Tal Bruttmann : "Chez Zemmour, la “lutte des races” tient lieu de programme politique"




La contribution d’Eric Zemmour à la « convention de la droite », organisée samedi 28 septembre par les proches de Marion Maréchal, constitue un tournant. Il ne s’agit plus des propos d’un polémiste frayant avec l’extrême droite, mais d’un discours s’inscrivant ouvertement dans la veine fasciste, assumé et revendiqué comme tel.

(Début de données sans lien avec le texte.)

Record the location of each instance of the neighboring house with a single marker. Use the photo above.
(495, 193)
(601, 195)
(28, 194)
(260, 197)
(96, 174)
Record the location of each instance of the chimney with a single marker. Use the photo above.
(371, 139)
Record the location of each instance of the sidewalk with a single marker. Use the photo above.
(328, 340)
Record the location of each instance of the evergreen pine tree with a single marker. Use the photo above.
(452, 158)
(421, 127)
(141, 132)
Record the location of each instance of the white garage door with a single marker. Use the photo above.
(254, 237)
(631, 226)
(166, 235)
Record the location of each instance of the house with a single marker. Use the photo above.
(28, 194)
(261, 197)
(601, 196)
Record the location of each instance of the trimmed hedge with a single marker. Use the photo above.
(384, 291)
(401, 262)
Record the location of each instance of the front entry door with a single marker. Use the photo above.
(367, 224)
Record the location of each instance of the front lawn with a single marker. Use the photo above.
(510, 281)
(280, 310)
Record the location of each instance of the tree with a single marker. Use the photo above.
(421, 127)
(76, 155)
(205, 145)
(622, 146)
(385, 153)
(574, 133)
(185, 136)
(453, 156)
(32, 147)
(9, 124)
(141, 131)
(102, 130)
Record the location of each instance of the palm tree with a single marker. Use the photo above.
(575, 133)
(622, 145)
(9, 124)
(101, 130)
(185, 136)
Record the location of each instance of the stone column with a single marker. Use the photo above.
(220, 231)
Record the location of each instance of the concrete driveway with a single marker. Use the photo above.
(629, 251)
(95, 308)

On ne s’étonnera pas d’entendre celui qui tente de réhabiliter Pétain, tout en réécrivant une histoire qui s’arrange des faits, citer comme références aussi bien le contre-révolutionnaire Joseph de Maistre (1753-1821) que l’écrivain fasciste Pierre Drieu la Rochelle (1893-1945).
Mais la teneur du propos déroulé samedi va au-delà. Il constitue rien moins qu’une vision eschatologique et un appel au combat « contre la colonisation du pays et pour sa libération », ceci dans une France qui serait aujourd’hui une dictature et où la République serait morte.
Eric Zemmour qui, depuis plus de quinze ans, a table ouverte dans les médias, qui va sans doute occuper à nouveau un créneau télévisé sur CNews et dont le discours est retransmis en direct sur LCI, ne manque pas de dénoncer le bâillonnement dont lui et les tenants de sa ligne sont les victimes de la part d’un régime « liberticide ».
Il n’est certes pas à une contradiction près. Chantre de Maurras (1868-1952), il pleure la mort de la République. Contre-révolutionnaire, il revendique le droit au blasphème accordé par la Révolution. Laquelle se trouve rangée, avec les Lumières et la IIIe République, aux côtés de la révolution de 1917.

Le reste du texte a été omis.